Well, Albert was the uncle of the present owner, Jim Ramsbottom, and the restaurant is in his refurbished tool shed.
He agreed to vacate it only on condition that Jim named the restaurant after him.
Albert's Shed in Castlefield
And so it came to be that a rather dilapidated area of old industrial Manchester became home to a sleek dining destination, right on the canal side.
I love Castlefield, the name given to this area round the canal. All of Manchester seems to be here. If you duck under enough forbidding-looking railway arches, you'll always discover some new delight. You can traipse across the site of old Roman grain stores, those crumbling leftovers of the city's origins.
Then you can see remnants of the massive monuments of red-brick industry that gave the city its spectacular Victorian springboard to success. Many of these have been converted into offices, shops and museums, such as the Museum of Science and Industry, that are great to explore.
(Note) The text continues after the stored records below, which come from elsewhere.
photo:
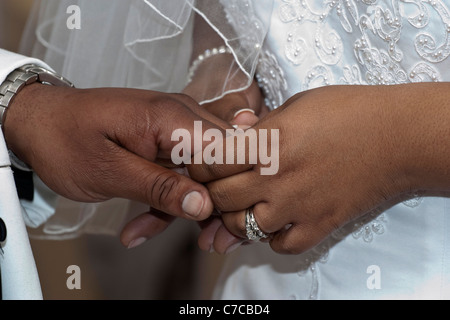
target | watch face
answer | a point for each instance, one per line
(2, 230)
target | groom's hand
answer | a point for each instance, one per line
(91, 145)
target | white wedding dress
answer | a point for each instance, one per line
(291, 46)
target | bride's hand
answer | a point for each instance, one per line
(242, 108)
(341, 153)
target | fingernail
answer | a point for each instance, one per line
(193, 203)
(136, 242)
(243, 110)
(233, 247)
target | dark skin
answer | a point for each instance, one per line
(91, 145)
(333, 140)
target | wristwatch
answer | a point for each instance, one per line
(15, 81)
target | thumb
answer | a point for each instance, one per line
(163, 189)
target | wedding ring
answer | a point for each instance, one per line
(253, 231)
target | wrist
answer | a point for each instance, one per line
(422, 131)
(18, 97)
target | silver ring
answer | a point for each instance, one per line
(253, 231)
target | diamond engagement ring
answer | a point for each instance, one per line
(253, 231)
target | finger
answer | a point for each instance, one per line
(203, 112)
(295, 239)
(133, 177)
(236, 192)
(245, 117)
(227, 107)
(206, 236)
(266, 220)
(225, 242)
(233, 154)
(144, 227)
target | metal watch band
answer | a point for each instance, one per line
(23, 76)
(14, 82)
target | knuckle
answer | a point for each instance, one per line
(161, 188)
(220, 197)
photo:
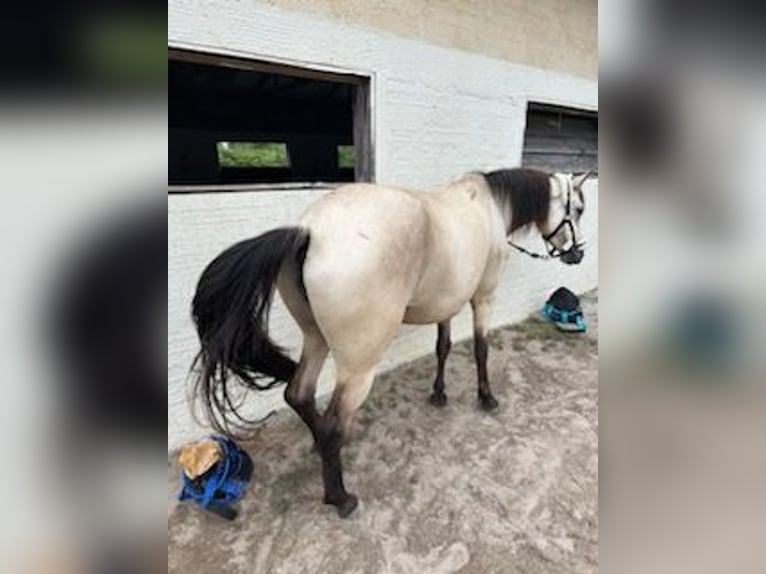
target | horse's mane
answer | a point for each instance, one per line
(527, 192)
In between, you'll weave round lovely old Victorian boozers. All very nice!
Underneath the arches and out the other side is Albert's Shed.
Little remains but the outline of its sheddy past, but it does retain a sleek industrial charm. Step inside and you'll find a candlelit cave of iron girders and polished food. It's also got a lovely atmosphere. The air hums with Latino jazz, while big impressionistic artworks seem to display Manchester's canals with the glowing vibrancy of Venice. Service is smiling and attentive. You instantly unwind.
Albert's Shed: Review
I'm seated in a window slot overlooking the canal and left to peruse the menu. I'd describe the food as British-European – there's a good selection of imaginative pasta and pizza, such as chilli chicken, but there are also earthy flavours such as Lancashire cheese pie, duck cassoulet and a pot roast, with sides of chunky chips. And, in case you have a more delicate palate, there are lighter touches like a goats cheese and fig salad and spinach and potato samosas. Prices are reasonable – it's £16.95 for steak but between £7.50 and £9.50 for pizza. Plus, they occasionally do deals like £10.95 for two courses – something to look out for.
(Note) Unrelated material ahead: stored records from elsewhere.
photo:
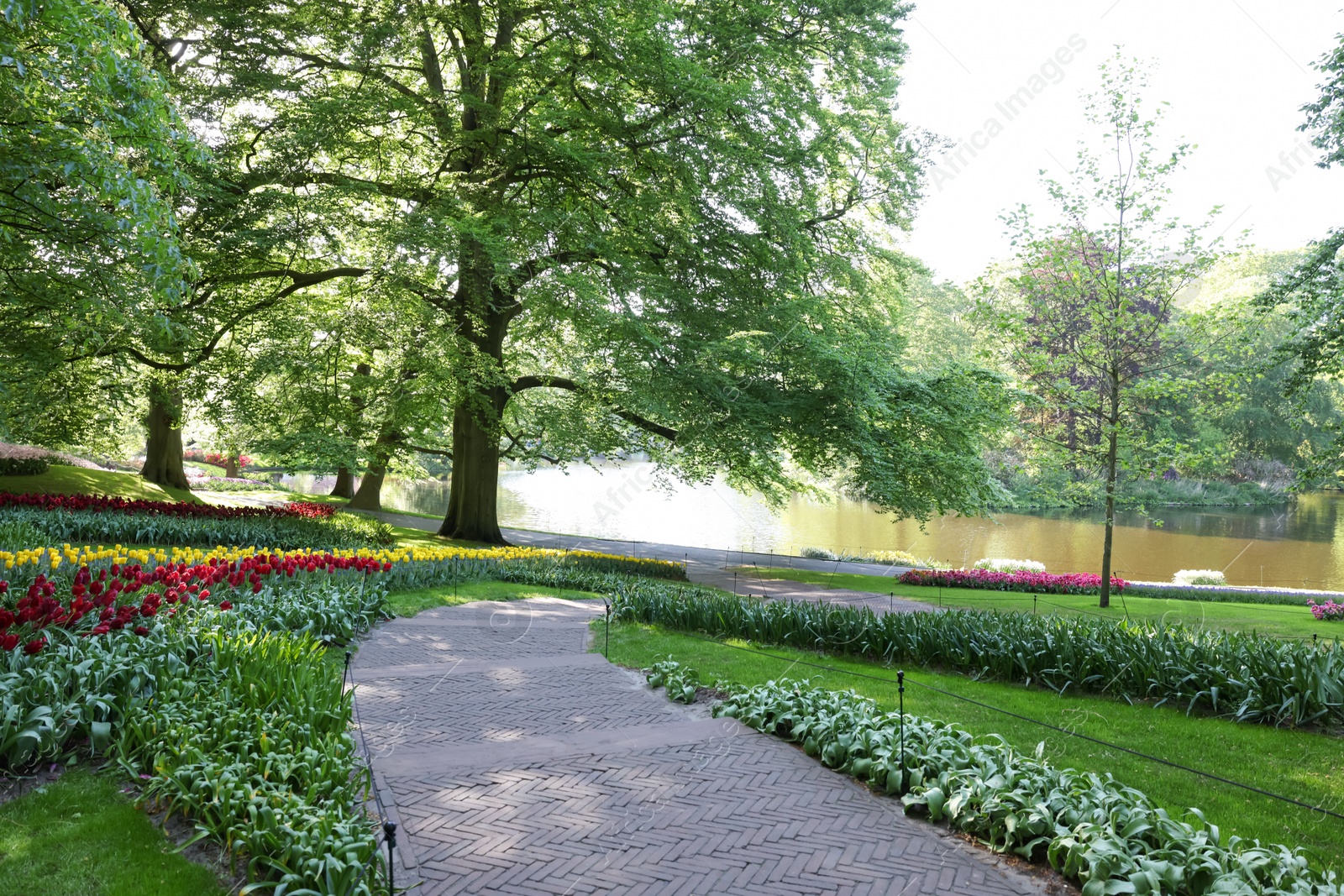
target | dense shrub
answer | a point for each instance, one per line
(1240, 676)
(1090, 828)
(24, 465)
I opt for two specials: white onion and stilton soup and sea bass with butternut squash risotto. The soup is a pale, warming broth, decorated with basil oil and a sprig of parsley. The stilton is nicely balanced by soothing onion. My only complaint was that my bread roll was ping-pong sized.
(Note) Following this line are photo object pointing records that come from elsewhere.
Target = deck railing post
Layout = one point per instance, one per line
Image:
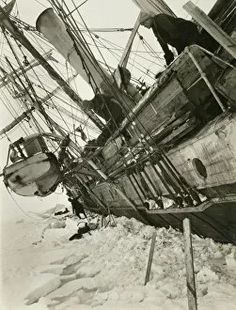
(190, 277)
(150, 258)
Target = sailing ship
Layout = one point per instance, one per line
(165, 152)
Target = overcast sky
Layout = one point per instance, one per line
(97, 13)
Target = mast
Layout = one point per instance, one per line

Still, it was good to leave room for the main. The fish had been fried soft and flaky, with a caramel-crisp skin. The squash sat in lovely, fudge-sized chunks in the risotto which was peppered with parsley and chilli. For me, the risotto was outstanding – one of the best I've ever tasted.
Outside, snow was starting to ghost past the windows. But what did I care? To paraphrase Billie Holiday, I had Albert's Shed to keep me warm!